Democracy is not simply about the will of people. Justify the statement in light of recent claims made on mosques in the name of historical injustice (200 words)
Refer – Live Mint
Enrich the answer from other sources, if the question demands.
IAS Parliament 3 years
KEY POINTS
· In 1990s, Ayodhya’s Babri Masjid became the focus of a movement.
· This has flipped the public views and allowed majoritarian politics to gain public favour.
· Now Lawsuits land up in Indian courts challenge the status of mosques like the Gyanvapi Masjid in Banaras and Shahi Idgah in Mathura on the argument that they were once temples.
· Recent years have seen several states enact laws that curtail basic freedoms—to marry whoever one wants or adopt another faith—in the name of defending the majority from shadowy foes of “love jihad" and demographic aggression.
· In all these cases democracies risk tipping over into majoritarian excess. The society mobilize in ways that flout its essential values. The history of our neighbourhood is scattered with such examples.
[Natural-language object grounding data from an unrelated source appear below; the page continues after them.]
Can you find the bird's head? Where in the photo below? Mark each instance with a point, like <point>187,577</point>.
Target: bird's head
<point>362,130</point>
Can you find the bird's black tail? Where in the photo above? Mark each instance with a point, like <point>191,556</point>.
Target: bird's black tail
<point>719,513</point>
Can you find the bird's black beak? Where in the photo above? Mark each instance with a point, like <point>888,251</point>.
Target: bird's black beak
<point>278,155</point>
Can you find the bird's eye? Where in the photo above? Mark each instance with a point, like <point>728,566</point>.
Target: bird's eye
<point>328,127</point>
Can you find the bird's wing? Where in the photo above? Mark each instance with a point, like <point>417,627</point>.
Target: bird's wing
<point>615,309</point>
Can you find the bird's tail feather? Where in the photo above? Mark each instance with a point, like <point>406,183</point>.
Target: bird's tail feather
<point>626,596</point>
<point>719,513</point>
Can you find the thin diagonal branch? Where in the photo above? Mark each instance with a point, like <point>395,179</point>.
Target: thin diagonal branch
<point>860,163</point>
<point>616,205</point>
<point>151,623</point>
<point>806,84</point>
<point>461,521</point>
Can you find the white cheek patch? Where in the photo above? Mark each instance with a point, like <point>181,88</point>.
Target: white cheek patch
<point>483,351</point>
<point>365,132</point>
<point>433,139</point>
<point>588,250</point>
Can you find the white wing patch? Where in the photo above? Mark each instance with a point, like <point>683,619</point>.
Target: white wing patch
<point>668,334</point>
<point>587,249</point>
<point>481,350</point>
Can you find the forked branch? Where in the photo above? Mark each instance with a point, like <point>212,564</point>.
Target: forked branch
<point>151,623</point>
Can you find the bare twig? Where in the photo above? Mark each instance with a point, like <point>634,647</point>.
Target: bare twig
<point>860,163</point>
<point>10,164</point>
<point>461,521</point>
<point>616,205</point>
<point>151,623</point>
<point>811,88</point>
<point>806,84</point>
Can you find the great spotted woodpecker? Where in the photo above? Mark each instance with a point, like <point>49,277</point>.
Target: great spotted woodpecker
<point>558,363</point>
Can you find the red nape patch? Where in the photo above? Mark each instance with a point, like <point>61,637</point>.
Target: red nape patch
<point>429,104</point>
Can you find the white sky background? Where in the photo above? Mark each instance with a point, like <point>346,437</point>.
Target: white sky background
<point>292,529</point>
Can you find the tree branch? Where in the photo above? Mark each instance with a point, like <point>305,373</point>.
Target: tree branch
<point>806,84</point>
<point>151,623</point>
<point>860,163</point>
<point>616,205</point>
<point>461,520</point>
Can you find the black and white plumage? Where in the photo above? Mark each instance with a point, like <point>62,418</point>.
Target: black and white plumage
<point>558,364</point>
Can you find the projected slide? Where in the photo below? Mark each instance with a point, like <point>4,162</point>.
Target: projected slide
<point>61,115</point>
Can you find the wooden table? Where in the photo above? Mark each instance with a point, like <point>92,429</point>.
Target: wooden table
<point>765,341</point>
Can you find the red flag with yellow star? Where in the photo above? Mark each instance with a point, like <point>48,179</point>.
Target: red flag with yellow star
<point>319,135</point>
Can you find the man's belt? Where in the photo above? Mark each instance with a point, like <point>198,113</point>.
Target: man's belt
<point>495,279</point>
· Countries that chose to stake their future on a single identity, defined by religion or language, and exclude anything that did not fit in inevitably found social strife catching up with them.
· New claims on mosque sites have set the stage for another test.
· Claims on mosques in the name of historical injustice and the Indian majority’s will violate basic Constitutional freedoms. It’s for the judiciary to draw a line and uphold those values.
· Judiciary must make it clear that injustices of history cannot be used to undo the present, no matter what popular sentiments are primed for.
· It must strongly uphold Places of Worship Act, 1991, by which all other such sites must retain the religious character they had on 15 August 1947.
· If the equality of all faiths was this law’s guiding principle, the need to prevent the past from raking up discord was its pragmatic rationale.
· Democracy is not only about what people want. It is founded on a set of non-negotiables.